I’m very curious for other thoughts though, and this is certainly not something that I’m settled on or have a firm conclusion about one way or another. Please let me know in the comments if you think I’m full of crap or if you’d like to ask me a question or add some nuance to what I’ve said here.
Thanks for this article; this is also something with which I have trouble contending. We are called to care for our neighbors, and every human is made in the imago dei, and worthy of our consideration. This means that we must also consider the literal neighbor next door, and not merely the next country over, and the effects of robbing Peter to pay Paul.
If you’ll remember as late as the mid 2000s, we can find democrats decrying illegal immigration for its wage suppressing effects and how it harms working class people who must now compete with people willing to undercut the legal wage limits by working under the table. General rules of supply and demand were understood, increasing the supply of labour would make it cheaper, benefiting those who employ labour at the expense of those who depended on scarcity of labour to demand higher wages for themselves.
High immigration at that time was seen as a “Koch brothers scheme” of sorts, a very right-wing, anti-labour, anti-working class thing. Famous left-leaning heroes like Cesar Chavez and Bernie Sanders were against immigration for this reason.
The political polarities have since switched, as the right has increasingly become seen as the party of the working class and the left as the party of the elites (There is room for argument, of course).

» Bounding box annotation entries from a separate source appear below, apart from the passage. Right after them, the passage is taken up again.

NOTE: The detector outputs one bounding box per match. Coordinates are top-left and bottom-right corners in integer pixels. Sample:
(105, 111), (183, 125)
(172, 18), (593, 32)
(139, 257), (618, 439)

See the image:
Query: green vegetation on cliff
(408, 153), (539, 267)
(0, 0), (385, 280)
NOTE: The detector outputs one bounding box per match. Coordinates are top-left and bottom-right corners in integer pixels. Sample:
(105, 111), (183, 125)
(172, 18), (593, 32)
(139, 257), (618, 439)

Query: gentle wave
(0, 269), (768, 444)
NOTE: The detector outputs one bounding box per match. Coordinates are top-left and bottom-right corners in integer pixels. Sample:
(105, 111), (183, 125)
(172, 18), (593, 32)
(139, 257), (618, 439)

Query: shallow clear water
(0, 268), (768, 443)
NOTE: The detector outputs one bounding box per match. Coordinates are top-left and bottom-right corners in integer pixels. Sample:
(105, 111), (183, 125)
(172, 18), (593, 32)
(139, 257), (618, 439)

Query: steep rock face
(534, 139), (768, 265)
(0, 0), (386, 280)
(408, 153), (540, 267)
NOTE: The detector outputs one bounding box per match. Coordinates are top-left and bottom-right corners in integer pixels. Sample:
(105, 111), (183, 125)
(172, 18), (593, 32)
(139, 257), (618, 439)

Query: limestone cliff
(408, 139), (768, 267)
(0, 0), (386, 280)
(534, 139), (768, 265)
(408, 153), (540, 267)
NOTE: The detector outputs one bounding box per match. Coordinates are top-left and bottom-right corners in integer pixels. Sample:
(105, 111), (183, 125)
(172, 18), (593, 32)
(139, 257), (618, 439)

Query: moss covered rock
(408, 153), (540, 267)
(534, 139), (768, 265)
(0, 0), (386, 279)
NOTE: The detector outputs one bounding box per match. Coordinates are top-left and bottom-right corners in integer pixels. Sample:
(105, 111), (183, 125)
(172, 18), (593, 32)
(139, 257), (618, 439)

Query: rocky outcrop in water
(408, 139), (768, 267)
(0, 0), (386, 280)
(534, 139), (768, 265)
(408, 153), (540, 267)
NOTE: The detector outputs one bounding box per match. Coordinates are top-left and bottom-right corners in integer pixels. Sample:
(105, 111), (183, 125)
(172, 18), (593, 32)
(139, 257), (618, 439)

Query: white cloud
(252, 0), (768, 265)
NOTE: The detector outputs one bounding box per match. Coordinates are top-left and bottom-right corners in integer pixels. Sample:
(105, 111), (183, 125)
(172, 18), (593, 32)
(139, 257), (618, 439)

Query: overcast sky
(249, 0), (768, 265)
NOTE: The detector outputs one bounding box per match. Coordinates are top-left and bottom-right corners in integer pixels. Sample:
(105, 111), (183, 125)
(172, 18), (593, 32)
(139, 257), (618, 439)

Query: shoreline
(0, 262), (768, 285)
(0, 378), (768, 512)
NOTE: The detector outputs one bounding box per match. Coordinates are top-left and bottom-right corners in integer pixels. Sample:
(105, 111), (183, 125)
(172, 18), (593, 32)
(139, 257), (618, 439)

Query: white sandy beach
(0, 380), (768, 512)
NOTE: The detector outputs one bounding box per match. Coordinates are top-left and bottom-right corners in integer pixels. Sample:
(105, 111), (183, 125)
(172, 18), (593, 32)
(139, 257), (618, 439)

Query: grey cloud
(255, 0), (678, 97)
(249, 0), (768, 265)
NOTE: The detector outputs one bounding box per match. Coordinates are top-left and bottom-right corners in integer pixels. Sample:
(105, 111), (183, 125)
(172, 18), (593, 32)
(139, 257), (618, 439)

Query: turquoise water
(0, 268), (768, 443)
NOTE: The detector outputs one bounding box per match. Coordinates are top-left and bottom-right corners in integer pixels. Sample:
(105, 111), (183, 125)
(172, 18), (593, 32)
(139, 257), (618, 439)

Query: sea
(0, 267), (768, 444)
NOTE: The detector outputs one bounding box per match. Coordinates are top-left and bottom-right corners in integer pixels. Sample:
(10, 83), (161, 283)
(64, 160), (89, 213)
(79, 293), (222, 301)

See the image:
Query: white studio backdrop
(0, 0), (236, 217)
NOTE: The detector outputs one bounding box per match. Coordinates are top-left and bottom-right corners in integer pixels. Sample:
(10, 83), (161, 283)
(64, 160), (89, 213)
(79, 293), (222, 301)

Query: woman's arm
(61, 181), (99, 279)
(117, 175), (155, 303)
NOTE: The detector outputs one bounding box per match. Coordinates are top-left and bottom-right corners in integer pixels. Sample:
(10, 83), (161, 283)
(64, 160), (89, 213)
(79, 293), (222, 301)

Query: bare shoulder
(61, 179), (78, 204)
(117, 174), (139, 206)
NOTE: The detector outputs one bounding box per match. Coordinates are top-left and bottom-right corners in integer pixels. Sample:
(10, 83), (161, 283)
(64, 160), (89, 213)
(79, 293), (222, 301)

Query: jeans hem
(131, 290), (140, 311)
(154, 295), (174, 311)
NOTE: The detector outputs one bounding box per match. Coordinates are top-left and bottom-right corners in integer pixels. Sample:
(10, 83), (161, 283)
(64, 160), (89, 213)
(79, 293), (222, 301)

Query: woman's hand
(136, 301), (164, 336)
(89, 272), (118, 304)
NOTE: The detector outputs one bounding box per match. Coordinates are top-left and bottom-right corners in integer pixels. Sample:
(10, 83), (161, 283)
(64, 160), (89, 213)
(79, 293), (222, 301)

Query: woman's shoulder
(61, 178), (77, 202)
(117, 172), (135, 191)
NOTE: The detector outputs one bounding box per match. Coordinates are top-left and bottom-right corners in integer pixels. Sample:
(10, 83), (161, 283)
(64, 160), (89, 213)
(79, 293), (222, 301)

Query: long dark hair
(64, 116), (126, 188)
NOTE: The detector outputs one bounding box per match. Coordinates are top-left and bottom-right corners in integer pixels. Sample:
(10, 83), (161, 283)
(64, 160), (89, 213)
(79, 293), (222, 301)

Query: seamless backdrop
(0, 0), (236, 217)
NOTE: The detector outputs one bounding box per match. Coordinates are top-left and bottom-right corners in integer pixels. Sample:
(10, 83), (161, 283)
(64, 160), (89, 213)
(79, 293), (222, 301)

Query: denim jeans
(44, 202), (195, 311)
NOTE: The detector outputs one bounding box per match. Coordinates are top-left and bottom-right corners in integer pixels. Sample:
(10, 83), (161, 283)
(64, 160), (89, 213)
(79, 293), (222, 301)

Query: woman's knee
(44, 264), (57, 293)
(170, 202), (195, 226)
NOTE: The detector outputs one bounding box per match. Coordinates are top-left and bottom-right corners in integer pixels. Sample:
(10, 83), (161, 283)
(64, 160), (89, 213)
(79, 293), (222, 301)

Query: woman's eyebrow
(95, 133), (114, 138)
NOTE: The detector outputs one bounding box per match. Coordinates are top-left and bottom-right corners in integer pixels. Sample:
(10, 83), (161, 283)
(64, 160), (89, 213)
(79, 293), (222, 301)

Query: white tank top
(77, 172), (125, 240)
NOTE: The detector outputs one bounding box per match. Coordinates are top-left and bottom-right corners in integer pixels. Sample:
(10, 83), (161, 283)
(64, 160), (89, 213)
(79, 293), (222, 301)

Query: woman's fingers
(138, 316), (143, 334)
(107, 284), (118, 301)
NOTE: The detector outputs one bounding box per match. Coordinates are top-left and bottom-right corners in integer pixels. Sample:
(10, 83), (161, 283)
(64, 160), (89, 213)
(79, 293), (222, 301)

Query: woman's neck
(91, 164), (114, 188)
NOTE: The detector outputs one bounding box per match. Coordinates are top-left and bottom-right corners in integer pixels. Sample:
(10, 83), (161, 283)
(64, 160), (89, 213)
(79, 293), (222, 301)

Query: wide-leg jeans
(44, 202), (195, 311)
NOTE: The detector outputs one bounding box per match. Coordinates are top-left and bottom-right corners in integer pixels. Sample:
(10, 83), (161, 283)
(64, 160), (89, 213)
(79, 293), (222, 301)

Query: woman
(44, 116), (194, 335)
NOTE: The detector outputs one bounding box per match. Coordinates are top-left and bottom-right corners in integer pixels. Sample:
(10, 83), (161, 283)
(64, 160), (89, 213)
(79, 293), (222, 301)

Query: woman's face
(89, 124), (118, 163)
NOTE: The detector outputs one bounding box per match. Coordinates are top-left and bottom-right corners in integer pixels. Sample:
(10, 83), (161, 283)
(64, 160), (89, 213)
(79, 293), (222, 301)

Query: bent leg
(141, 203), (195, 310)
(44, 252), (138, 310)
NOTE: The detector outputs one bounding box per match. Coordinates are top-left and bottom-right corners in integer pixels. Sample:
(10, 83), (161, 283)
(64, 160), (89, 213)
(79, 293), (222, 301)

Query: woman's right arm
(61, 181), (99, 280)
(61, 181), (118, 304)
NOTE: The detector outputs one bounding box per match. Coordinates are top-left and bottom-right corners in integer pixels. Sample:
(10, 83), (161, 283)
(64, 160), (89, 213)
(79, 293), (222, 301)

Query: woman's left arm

The left tends to rely on pathos more than anything, and if you’ll remember believe in Jonathan Haidt’s theories about moral foundations, arguments about care and fairness are the most impactful to a left leaning person. Therefore, democrats had to repackage the phenomenon in those terms, which is why caring and fairness are now the main arguments in favour of something they once argued was damaging, or unfair, to the working class.
As Christian’s, we are to eh gentle as doves and wise as serpents, so we must be wise enough to recognize when language is being used to push something that masks the harms it causes.
This type of immigration primarily benefits the wealthy who can abuse the cheap labour and suppress wages, be it legal or illegal. Employers will sometimes prefer legal immigrants with certain visas, because their residency is tied to their employment. This allows the employer to exploit the employee to a degree that’s far greater than a resident who could quite their job without the fear of being deported. They’ll sometimes prefer illegal immigrants because they do not have to pay for things like benefits or insurance, or even the minimum wage.
In addition, one advantage the US has currently is that it is essentially importing all the world’s smart people. It’s to America’s benefit, but arguably those countries from which they’ve been poached likely need their smart people more than a hegemonic superpower.
Allowing exploitation under the guise of “helping” people is duplicitous at best. Forcing poor and middle class people to compete with the entire world for their wages is also not kind.
Allowing the wealthy to import serfs, whether legally or illegally, serves mammon, not God.
Humanitarian arguments still hold weight, however. Many are coming from truly heinous conditions. The difficulty comes in asking how many people can fit on a lifeboat before the whole thing sinks? The answer isn’t zero, but it’s not an infinite number either, and good intentions don’t keep the realities of a finite world from imposing themselves.
You are full of crap & half truth & Hypocracies, because ancient India is a successful multi racial society where race or skin colour was never a problem unlike in Europre where Roma gypsies, Jews, Muslims etc were historically persecuted.
Ancient India is a mixture of indigenous harrapans, Aryans, Europeans, Turky & middle eastern and then Dravidians who are closer to Africans etc.